In our physical selves, according to Ayurveda, when too much of any incompletely or poorly digested material piles up within the body, it becomes toxic and is known as ama. Like in the social sphere, it compounds and aggressively prohibits the natural rhytmns of life. The body's response is to break down the ama as efficiently as possible. If ama is left untreated, the tissues can no longer funtion properly as the blockages created by the ama send the systems into a phase of haywire - also a kind of moha.

Similar to our spiritual selves, fever is a byproduct of the accumulation of a ceaseless toxicity. Essentially, the accumulation of ama is an adharmic state within the body. The movement back to health requires a purgation of the ama from the system. This is prerequisite for health in the same way that to return to a dharmic state demands the removal of the toxic thinking and subsequent behaviour.

It is beautiful to see how both the processes of the physical and spiritual planes parallel each other. We become sick in the same ways on both platforms and the path to healing also corresponds.

Adharma accrues when there is too much tamasic and rajasic need - when we are functioning out of base levels of thoughtlessness and depravity. Even just imagining it, we can feel the heat rising.

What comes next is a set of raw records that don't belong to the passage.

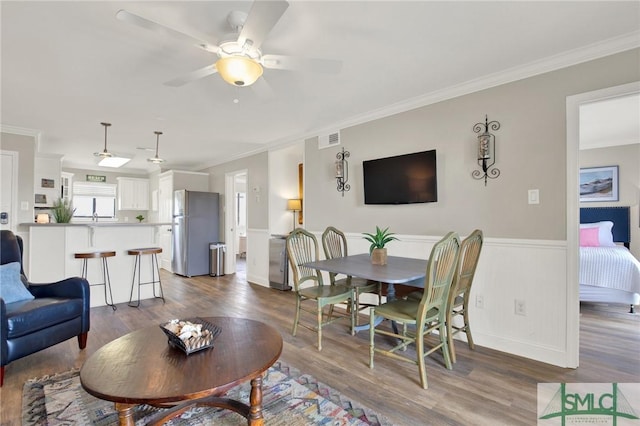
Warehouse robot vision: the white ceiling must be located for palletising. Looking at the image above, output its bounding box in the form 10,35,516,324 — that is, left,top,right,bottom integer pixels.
0,1,640,173
580,94,640,149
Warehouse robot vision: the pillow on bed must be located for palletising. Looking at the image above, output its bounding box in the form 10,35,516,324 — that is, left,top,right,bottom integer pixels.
580,228,600,247
580,220,616,247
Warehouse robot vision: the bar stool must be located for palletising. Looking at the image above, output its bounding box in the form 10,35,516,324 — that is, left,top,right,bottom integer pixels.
73,251,118,311
127,247,165,308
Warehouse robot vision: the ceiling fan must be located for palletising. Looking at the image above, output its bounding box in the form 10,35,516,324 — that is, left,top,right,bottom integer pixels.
116,0,342,87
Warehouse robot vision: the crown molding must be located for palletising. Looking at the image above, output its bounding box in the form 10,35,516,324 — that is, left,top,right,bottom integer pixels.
0,124,42,138
248,30,640,158
314,31,640,140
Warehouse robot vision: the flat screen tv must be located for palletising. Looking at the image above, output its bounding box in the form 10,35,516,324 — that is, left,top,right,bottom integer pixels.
362,149,438,204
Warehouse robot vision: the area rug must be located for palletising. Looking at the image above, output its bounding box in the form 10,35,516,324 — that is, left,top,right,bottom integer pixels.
22,361,391,426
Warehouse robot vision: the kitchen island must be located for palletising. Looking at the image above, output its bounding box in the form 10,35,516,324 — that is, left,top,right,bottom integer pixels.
20,222,172,307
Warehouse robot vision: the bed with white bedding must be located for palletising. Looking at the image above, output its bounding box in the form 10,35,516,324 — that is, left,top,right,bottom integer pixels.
579,207,640,313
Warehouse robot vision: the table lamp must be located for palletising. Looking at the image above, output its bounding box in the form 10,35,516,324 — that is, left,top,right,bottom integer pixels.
287,198,302,229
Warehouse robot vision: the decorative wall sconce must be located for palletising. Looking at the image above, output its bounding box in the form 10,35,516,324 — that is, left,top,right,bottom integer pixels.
471,115,500,186
287,198,302,229
335,148,351,197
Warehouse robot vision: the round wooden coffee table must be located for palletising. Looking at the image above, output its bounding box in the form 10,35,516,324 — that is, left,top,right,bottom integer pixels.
80,317,282,425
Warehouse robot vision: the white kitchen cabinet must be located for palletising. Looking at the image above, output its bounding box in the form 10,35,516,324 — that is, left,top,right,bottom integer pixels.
117,177,149,210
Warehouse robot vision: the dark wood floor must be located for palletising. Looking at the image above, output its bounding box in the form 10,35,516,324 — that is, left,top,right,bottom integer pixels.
0,262,640,426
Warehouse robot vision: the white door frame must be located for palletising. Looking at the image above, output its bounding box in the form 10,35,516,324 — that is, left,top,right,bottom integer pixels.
0,150,20,233
224,169,249,274
566,81,640,368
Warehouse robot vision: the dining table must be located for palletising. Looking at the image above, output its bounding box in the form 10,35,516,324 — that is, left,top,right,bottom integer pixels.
304,253,427,331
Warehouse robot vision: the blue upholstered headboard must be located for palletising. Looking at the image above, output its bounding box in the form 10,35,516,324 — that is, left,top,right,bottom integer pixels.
580,207,631,247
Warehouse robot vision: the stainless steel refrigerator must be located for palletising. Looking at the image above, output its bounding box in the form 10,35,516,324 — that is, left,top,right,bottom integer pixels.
171,189,220,277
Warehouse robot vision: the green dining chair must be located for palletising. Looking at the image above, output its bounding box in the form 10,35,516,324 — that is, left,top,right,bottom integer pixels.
447,229,483,362
408,229,484,363
287,228,355,351
322,226,382,334
369,232,460,389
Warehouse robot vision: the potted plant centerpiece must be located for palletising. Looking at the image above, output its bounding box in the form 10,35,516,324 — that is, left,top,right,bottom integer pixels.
51,198,76,223
362,226,397,265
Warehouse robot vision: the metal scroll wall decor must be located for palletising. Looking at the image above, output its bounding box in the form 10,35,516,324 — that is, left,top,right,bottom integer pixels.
471,115,500,186
335,148,351,197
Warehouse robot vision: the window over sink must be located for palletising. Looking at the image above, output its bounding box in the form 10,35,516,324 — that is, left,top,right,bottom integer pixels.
73,182,116,219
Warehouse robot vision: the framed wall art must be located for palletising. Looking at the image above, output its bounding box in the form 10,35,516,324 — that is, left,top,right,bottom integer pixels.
40,179,55,188
580,166,618,202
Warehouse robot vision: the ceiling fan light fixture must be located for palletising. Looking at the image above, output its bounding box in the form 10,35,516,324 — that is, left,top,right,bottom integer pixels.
216,56,263,87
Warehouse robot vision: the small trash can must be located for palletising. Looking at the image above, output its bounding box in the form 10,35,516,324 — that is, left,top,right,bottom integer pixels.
209,243,227,277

Our goal as yogis is to conitinuously monitor and cleanse our systems so as to avoid the need for a grand purge. When we search and know why we are here on Earth, and how we can serve via this purpose, we keep our minds in a state where purity, sattva, carries the mental majority. Essentially if we live our lives as a consistent act of Karma Yoga, we keep adharma at bay.

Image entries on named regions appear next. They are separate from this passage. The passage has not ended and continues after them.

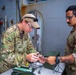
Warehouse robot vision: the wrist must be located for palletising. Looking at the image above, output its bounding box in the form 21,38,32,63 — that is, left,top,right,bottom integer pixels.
55,57,60,64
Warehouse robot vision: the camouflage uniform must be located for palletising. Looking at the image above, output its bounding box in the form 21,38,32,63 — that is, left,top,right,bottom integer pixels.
0,25,36,73
65,29,76,75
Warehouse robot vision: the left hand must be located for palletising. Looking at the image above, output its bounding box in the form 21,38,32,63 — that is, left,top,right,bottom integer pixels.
47,56,56,65
38,54,45,63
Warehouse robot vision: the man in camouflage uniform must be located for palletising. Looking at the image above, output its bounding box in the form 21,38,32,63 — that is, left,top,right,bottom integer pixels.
47,5,76,75
0,14,43,73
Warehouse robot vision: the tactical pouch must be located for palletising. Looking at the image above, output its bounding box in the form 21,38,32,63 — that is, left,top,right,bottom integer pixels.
44,51,60,70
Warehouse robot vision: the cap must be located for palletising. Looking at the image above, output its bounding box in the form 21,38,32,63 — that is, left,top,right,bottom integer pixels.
22,14,40,29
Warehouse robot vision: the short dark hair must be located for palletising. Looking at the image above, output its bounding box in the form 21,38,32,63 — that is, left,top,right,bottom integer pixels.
66,5,76,16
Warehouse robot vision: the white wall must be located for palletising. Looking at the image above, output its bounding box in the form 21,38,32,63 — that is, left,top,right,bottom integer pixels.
36,0,76,55
0,0,76,55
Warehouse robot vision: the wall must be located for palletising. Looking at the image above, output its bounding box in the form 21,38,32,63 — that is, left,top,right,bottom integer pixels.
0,0,76,55
36,0,76,55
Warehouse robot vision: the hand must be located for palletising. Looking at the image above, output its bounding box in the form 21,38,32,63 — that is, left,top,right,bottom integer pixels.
38,54,46,63
47,56,56,65
26,53,39,62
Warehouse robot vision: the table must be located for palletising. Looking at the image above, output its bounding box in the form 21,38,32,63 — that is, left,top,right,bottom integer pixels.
0,63,65,75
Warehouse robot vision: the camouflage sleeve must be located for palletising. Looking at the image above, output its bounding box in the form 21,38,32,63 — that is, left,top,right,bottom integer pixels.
27,35,36,54
2,32,14,55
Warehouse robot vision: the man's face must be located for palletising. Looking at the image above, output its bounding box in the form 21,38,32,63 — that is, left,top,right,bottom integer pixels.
66,11,76,26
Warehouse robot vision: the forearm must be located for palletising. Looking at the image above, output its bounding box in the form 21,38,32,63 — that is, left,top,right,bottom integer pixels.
58,54,75,63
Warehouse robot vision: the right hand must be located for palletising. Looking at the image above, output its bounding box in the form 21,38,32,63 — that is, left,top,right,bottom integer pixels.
47,56,56,65
26,53,39,62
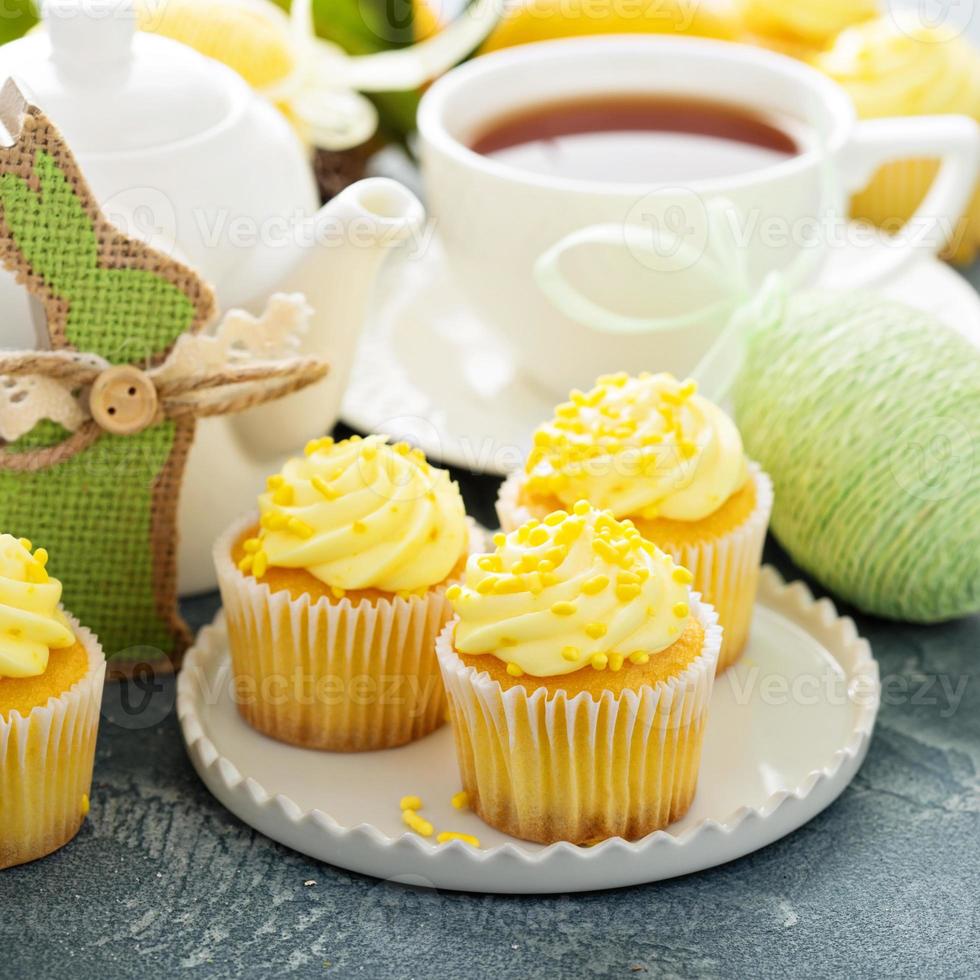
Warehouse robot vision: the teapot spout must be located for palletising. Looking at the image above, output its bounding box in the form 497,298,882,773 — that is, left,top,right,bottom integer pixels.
233,177,425,458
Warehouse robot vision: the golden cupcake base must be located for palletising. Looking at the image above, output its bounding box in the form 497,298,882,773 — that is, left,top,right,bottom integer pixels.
436,598,722,844
214,517,482,752
0,622,105,868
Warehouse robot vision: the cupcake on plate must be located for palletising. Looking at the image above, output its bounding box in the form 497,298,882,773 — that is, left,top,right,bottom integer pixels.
214,436,480,752
813,12,980,263
0,534,105,868
497,373,772,670
437,500,721,844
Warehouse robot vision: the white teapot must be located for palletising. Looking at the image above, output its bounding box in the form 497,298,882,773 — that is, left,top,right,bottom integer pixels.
0,0,424,593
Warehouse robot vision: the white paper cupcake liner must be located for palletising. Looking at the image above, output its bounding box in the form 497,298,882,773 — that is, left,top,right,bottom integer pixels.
436,595,722,844
0,616,105,868
214,515,483,752
497,462,773,672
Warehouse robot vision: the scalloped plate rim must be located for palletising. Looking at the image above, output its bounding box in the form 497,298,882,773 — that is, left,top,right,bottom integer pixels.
177,565,881,894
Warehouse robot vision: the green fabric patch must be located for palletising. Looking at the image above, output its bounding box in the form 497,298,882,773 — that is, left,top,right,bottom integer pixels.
0,422,175,659
0,150,195,364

Similarly, if we know our systems, and faithfully practice the methods for keeping them in a state of equilibrium via dedicated daily and seasonal supports, we also prevent ama from gathering.

This is one reason the systems of Yoga move me so much. It is not that it lacks complexity. Rather, the complexity emerges from brilliant attention to the commonality of all natural patterns surrounding us. Even our most subtle selves are made of the same materials as our most tangible, therefore the way to and from health should of course share ressemblence.

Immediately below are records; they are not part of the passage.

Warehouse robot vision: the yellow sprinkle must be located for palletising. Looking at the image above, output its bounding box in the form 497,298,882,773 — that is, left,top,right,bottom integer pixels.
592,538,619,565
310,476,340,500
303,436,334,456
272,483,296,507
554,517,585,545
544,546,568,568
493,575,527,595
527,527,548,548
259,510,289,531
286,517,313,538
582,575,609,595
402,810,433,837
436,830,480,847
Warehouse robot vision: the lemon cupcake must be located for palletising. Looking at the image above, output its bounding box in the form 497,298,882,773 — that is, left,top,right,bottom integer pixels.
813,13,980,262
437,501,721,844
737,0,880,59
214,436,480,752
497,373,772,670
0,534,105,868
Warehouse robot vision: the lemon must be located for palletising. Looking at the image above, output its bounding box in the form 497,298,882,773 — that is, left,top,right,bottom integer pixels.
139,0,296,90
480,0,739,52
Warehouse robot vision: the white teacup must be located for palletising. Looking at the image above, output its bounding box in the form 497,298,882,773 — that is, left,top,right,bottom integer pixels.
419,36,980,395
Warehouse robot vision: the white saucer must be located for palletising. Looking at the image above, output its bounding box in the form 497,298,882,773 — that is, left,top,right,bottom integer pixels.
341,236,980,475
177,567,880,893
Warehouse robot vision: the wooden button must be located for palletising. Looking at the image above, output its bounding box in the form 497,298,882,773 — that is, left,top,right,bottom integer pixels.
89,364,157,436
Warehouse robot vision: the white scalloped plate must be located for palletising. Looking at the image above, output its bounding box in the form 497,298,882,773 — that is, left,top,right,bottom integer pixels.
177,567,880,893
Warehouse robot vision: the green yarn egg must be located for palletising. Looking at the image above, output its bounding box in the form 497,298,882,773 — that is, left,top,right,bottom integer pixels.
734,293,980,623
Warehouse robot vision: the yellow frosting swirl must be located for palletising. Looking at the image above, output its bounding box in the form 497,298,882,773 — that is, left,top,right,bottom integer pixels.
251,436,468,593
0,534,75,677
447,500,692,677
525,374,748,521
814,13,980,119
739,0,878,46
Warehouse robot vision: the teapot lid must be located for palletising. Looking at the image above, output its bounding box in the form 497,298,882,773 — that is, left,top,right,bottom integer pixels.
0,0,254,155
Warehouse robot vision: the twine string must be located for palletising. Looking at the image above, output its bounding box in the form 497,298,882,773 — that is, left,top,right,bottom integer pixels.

The movement from adharma to dharma is explained as a means of moving from the unreal to the real. Similarly, when our bodies are overcome with ama, we are unable to function as our true selves. We begin to behave in a way that is also unreal.

Fever of all kinds produces a hazy vision, an unstable footing, and a fear-full grabbing. The goal on both planes is to maintain a purity that stems from our ability to digest life's offerings with ease. When we feed ourselves poison, the result is madness. The time we must spend to remove the madness is time we withold from living the gorgeous life we are granted.

Yoga graciously offers us the path to this goal. As we get closer to understanding ourselves and appreciating the sweetness of health, the more faith we have to continue the process.

Health in many ways, is a means to our greatest salvation.